インド亜大陸は1849年にイギリス東インド会社の統治下に入り、1858年のインド大反乱を契機にインド帝国としてイギリスによる直接統治を受けることとなった。その際に個人主義や民主主義、資本主義などの西洋的な価値観や制度が導入され、公務員や技術者、医師、弁護士などの新しい職業が生まれた。その中でも公務員には軍人なども含まれ、イギリスがインド支配を進める過程で激しく戦ったシク教徒やグルカ族などが優先的に採用された。19世紀の中間層は現代で言うところの富裕層に近い概念であったため、公務員の採用枠は各コミュニティの間で争奪戦が繰り広げられた。


バングラデシュに話を戻すと、現在の国土が決定したのは1905年のベンガル分割令においてである。
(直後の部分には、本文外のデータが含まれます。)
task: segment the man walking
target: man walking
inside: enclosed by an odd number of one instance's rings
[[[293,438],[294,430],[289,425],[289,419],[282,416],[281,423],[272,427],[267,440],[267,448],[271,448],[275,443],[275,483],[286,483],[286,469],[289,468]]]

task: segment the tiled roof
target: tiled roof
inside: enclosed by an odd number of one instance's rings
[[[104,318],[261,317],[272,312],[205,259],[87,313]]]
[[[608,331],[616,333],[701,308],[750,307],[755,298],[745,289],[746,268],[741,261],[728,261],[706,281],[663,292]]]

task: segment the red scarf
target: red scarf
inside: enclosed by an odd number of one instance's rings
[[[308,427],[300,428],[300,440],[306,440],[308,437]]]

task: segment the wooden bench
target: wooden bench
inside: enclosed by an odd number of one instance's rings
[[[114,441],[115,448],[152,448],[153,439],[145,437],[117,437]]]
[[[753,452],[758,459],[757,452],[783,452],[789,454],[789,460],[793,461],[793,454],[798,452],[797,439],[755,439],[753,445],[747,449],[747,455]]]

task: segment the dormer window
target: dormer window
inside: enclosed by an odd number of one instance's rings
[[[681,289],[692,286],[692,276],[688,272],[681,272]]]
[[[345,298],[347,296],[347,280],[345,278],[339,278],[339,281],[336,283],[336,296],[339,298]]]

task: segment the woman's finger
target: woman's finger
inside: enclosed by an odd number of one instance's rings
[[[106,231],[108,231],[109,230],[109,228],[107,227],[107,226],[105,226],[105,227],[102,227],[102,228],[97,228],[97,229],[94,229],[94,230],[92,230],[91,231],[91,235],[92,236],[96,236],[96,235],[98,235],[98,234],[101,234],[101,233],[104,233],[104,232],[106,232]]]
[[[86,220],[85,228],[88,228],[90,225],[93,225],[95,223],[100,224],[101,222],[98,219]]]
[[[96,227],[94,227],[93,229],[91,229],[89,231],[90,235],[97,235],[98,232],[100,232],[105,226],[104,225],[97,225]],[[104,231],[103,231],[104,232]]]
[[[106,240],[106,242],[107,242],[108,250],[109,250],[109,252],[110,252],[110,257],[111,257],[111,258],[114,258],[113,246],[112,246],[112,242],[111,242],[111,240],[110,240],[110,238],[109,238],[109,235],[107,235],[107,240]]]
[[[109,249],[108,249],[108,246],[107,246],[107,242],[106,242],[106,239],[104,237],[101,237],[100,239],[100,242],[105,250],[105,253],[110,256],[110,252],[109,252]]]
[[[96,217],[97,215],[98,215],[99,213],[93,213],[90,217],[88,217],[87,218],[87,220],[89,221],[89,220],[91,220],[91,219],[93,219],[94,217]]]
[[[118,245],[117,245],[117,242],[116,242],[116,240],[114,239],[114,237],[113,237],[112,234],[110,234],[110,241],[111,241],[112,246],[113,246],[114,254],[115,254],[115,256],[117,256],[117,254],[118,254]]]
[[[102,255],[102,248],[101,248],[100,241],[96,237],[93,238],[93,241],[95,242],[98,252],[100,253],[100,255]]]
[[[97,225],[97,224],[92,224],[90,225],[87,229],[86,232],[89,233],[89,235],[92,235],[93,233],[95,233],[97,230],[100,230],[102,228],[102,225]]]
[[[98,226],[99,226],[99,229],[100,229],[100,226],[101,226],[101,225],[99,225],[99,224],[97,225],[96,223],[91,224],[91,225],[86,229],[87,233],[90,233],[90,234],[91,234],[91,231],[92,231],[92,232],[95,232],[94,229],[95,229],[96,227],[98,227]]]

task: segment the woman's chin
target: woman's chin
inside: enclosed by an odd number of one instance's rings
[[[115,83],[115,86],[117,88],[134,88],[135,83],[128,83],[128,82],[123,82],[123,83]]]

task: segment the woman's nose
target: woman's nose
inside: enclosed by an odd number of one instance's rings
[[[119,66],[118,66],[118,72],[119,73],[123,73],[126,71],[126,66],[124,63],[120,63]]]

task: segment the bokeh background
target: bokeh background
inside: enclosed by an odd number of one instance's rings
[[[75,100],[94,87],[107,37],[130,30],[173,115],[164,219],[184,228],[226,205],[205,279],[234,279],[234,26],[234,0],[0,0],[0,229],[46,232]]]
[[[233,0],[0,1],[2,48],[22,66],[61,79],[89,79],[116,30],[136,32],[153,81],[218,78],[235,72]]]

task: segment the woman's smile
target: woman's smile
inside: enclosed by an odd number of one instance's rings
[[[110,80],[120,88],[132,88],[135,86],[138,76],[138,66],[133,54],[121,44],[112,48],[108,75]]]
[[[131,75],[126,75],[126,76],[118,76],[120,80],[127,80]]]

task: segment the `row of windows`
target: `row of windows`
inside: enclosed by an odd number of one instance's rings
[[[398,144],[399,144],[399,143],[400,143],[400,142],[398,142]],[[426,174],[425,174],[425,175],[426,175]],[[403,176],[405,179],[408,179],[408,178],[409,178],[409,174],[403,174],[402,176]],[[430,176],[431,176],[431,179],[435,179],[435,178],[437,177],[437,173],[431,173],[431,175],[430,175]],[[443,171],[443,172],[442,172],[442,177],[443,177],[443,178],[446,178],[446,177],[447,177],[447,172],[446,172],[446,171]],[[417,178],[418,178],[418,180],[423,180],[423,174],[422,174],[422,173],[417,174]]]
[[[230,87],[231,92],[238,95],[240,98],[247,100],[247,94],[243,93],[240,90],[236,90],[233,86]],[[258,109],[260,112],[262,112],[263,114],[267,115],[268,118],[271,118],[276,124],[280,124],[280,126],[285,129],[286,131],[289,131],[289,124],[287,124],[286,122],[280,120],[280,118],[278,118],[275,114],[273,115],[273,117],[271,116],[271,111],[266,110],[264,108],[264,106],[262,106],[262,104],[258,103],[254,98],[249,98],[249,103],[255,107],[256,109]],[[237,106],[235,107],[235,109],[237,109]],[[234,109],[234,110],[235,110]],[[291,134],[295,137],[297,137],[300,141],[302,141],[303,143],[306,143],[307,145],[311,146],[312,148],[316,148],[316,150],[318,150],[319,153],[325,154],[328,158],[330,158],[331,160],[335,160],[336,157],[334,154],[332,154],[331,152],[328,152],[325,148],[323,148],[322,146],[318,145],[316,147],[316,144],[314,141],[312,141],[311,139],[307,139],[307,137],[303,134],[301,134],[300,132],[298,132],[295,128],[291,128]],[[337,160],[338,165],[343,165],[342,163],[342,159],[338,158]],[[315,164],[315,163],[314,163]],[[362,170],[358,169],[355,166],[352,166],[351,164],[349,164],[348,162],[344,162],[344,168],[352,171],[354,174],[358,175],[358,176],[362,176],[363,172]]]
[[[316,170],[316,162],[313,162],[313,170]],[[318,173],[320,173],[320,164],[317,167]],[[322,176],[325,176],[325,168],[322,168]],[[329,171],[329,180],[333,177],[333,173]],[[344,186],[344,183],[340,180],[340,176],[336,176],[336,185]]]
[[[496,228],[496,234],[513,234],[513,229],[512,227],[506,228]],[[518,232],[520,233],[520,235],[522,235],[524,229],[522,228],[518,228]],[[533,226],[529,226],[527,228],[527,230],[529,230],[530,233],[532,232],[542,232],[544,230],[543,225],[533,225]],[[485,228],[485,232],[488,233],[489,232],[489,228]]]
元々のベンガル地方はヒンドゥー教徒とイスラム教徒が共存していたが、カルカッタ(現在のコルカタ)に植民政府を置いたイギリスは、両宗派を対立させてインドの民族運動を抑え込もうとした。その結果、英貨排斥・スワデーシ(国産品愛用)・スワラージ(自治)・民族教育を掲げた急進派が反対運動を起こした。ベンガル分割令は1911年に撤回されたが、このときに成立した全インド・ムスリム連盟は東ベンガルでイスラム教徒が多数派になることを支持した。1949年にインドとパキスタンがイギリスから分離独立すると、バングラデシュは東パキスタンとして分離国家を構成した。しかし、西パキスタンからの経済的搾取などが原因となって独立運動が起き、1971年にバングラデシュが成立した。これはイスラム教徒のアイデンティティよりもベンガル人としてのアイデンティティが優先されたとも言われている。


このようなバングラデシュの歴史を考慮すると、今回の公務員採用枠に端を発するバングラデシュの政変は、イギリスの植民統治の恩恵であった民主主義の理念がナショナリズムによって変質したと言える。現在のインドにおいても、大学の入学枠や公務員、国営企業の採用枠には留保制度が取られており、後進諸階級(OBCs)や指定カースト・指定部族などに対して優先的に枠が割り当てられている。留保枠の存在は運用に際してカーストによる区別を認めることを前提としているので、留保制度は民主主義に反するという見解もあるが、社会的・経済的な差別を是正する措置としての理念は普遍的な価値を有している。しかし、今回のバングラデシュの件は、独立運動で戦った軍人とその親縁者に採用枠を割り当てるというものであり、論功行賞という意味合いが強く、本来の留保制度の意義からは逸脱した政策であったと言える。


したがって、今回の政変は本来の民主主義の理念が歪められた結果であり、欧米とは異なる社会文化状況にある南アジアの難しさが明らかとなったと言えよう。ハシナ首相はイギリスへの亡命を求めているが、国内で支持されていないハシナ氏を受け入れることをイギリスが難色を示しているとされる。イギリスの植民地支配から独立への道を歩んでいる南アジア諸国も、困ったときには旧宗主国に頼らざるを得ず、植民地支配の楔(くさび)からまだ逃れられていないことがわかる。